10 Control Comparison
Forensic question: Is the target author’s convergence signal anomalous relative to a peer control author who has similar publishing volume?
Inputs: - data/analysis/comparison_report.json (loaded if present, generated otherwise) - data/analysis/{slug}_convergence.json for both target and control - data/analysis/{slug}_drift.json for both target and control
Outputs (in-notebook): - Side-by-side change-point timelines (target vs control) - Per-feature-family contrast bar chart (significant ones) - Velocity-trajectory overlay (centroid drift over time) - Verdict: count of feature families where target activity is significantly higher than control
Run metadata: (auto-populated by first code cell)
10.1 Methodology note
Control comparison detects whether the target’s signal is anomalous relative to a peer. If the same change-point density, the same family elevations, and the same centroid-velocity trajectory show up in a control author publishing into the same outlet over the same period, the signal is editorial (CMS, copy-desk, house style) — not the target’s own writing change.

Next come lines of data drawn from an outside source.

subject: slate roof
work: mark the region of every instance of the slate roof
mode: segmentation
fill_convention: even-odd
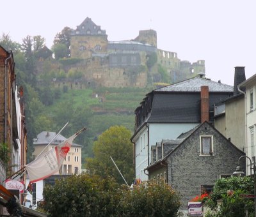
[[[43,131],[37,135],[36,138],[34,138],[33,145],[47,145],[52,139],[56,136],[56,133]],[[59,134],[54,140],[51,142],[52,145],[58,145],[67,139],[61,134]],[[72,146],[82,147],[82,146],[72,143]]]
[[[234,87],[232,86],[216,82],[210,79],[195,77],[180,82],[161,87],[155,91],[175,91],[175,92],[200,92],[201,86],[209,87],[209,92],[233,92]]]
[[[183,142],[184,142],[187,138],[188,138],[195,131],[196,131],[198,129],[199,129],[201,126],[202,126],[203,125],[206,124],[209,127],[212,128],[212,129],[214,129],[214,130],[215,130],[218,133],[219,133],[223,138],[224,138],[228,143],[229,143],[231,146],[232,146],[233,147],[234,147],[237,150],[238,150],[238,151],[241,152],[241,153],[244,153],[240,150],[238,147],[237,147],[236,146],[234,146],[232,143],[231,143],[230,141],[229,141],[226,137],[225,137],[218,130],[216,130],[214,126],[212,126],[211,124],[210,124],[208,122],[205,121],[198,125],[197,125],[196,127],[195,127],[193,129],[189,130],[188,132],[186,132],[184,133],[184,138],[183,139],[180,139],[181,142],[180,142],[179,144],[178,144],[175,148],[171,151],[170,153],[168,153],[164,158],[159,159],[159,160],[154,162],[152,164],[151,164],[150,165],[148,165],[146,168],[145,168],[145,170],[148,170],[148,168],[151,168],[152,167],[154,167],[156,165],[159,163],[160,162],[164,161],[165,161],[167,158],[168,158],[172,153],[173,151],[175,151],[175,150],[177,149],[177,148],[180,146],[182,146]],[[172,140],[170,140],[170,142],[174,142],[175,140],[177,140],[177,139],[172,139]]]
[[[182,142],[184,138],[176,138],[176,139],[163,139],[162,144],[169,144],[171,145],[179,144]]]
[[[77,34],[77,31],[79,32],[77,34],[82,35],[106,35],[106,30],[102,30],[100,26],[97,26],[89,17],[86,17],[79,26],[77,26],[76,29],[72,32],[72,34]],[[88,31],[90,31],[90,33]]]
[[[232,93],[230,93],[230,94]],[[227,93],[209,93],[209,110],[214,105],[230,96]],[[199,92],[155,92],[148,123],[200,123]],[[210,117],[210,121],[212,121]]]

- Pair selection: the default pair (
colby-halltarget,sarah-rumpfcontrol) is chosen because both authors have similar publishing volume but the target has the strongest convergence signal in the corpus. To pick a different pair, override the parameters cell:quarto render notebooks/08_control_comparison.ipynb -P target_slug:foo -P control_slug:bar. - Statistical test: Welch’s two-sample t-test per feature (target vs pooled controls). Family-level elevation requires at least one feature with
p < 0.05ANDtarget_mean > control_mean. - Editorial-vs-author signal: for every target convergence window, count the fraction of controls with no overlapping window. Mean across all target windows.
0= controls always agree (outlet-wide),1= controls never agree (author-specific). - Provenance: when the persisted
comparison_report.jsondoes not cover the requested pair, this notebook regenerates it viaforensics.analysis.compare_target_to_controlsand writes the result back to disk.
Summary finding: Side-by-side control comparisons distinguish author-specific drift from outlet-wide editorial shifts.